Megan Jayme Crabbe tiene 24 años y ya es muy conocida en las redes sociales. Combatió y venció la anorexia y hoy, mediante su cuenta de instagram bodyposipanda, se dedica a motivar con frases, reflexiones y fotografías, no solo a quienes sufren de trastornos alimenticios, sino que a todos los que la visiten.

https://www.instagram.com/p/BQLuXOogUUc/

“Yo soplándole pétalos de flores a cualquiera que diga que las personas no deberían amar los rollitos de su estómago”. 

Una de sus últimas publicaciones fue la comparación de una foto de ella cuando joven y con anorexia, contra una de la actualidad, en la que se veía mucho más feliz y despreocupada.

https://www.instagram.com/p/BQ8trnBhcQG/

La mayoría de los usuarios entendieron esto, y la llenaron de elogios y felicitaciones.

Pero hubieron otros que hicieron desafortunados comentarios, asegurando que ella “se veía mejor” cuando estaba enferma… absurdo.

Pero en vez de dejarse afectar por esto, Megan les respondió de una manera que nos hizo aplaudirla.

“Espera, ¿entonces tú solo decidiste ARRUINAR tu cuerpo?”

“No, solamente dejé de torturarme a mi misma todos los días por no coincidir con una imagen que nunca se suponía debía tener”.

“Pero te veías mucho más sana antes”.

“Eso es gracioso, tu te veías mucho más inteligente antes de que igualaras la salud con el peso y olvidaras que la salud mental es salud también”.

“Podrías haberte mantenido igual y amar tu cuerpo, no necesitabas volverte gorda”.

“Podría haberme mantenido igual y volver a caer en un desorden alimenticio que casi me mató cuando tenía 15 años.

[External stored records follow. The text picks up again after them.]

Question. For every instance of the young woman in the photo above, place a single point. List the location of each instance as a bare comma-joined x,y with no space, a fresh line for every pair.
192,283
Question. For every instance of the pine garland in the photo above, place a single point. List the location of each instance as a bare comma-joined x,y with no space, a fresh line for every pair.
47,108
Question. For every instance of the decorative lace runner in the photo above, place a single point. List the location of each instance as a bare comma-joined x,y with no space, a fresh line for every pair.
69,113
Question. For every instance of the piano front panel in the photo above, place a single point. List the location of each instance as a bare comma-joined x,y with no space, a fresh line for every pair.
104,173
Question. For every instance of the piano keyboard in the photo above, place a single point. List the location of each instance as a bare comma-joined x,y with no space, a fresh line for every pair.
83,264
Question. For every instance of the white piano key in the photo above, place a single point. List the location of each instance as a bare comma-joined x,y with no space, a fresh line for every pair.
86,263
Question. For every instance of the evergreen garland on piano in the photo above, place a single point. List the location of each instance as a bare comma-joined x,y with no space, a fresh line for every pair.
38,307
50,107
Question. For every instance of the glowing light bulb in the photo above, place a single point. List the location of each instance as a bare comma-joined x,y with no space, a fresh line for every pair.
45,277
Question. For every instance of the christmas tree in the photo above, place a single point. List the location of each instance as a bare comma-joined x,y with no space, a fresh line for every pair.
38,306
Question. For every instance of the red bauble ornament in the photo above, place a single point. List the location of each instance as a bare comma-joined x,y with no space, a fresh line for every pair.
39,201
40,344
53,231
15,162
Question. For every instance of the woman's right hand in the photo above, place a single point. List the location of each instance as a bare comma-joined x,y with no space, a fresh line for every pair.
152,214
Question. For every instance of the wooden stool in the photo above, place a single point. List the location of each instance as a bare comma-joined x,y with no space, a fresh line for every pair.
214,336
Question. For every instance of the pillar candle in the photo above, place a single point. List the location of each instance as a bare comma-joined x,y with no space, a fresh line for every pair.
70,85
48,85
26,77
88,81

Podría haber seguido muriendo de hambre y ejercitando obsesivamente por horas todos los días, pero eso nunca me llevaría a encontrar el amor propio. Esto es simplemente lo que mi cuerpo necesitaba para emparejarse con mi libertad mental. ESTE ES MI CUERPO FELIZ”.

“Pero seguramente no puedes ser feliz viéndote así, yo no sería feliz en ese cuerpo”.

“Yo tampoco pensaba que podría, pero resulta que la felicidad no es una talla. Y yo gasté muchos años pensando que así era. Ahora no pararé de hacerle saber a la gente que merecen felicidad exactamente como son. Merecen vivir ahora, no en 5 kilos más. Se merecen esa libertad mental. Así que para todos los que están leyendo esto: espero que tengan su libertad también, sea como sea que se vea. Los estaré alentando en cada paso del camino”.

“ESTOS SON COMENTARIOS QUE RECIBÍ EN MI ÚLTIMA FOTO DE ANTES Y DESPUÉS. POR SUERTE PARA MÍ, HACEN QUE QUIERA SEGUIR AVANZANDO AÚN MÁS”.

¡Bravo! ¿Qué piensas tú al respecto?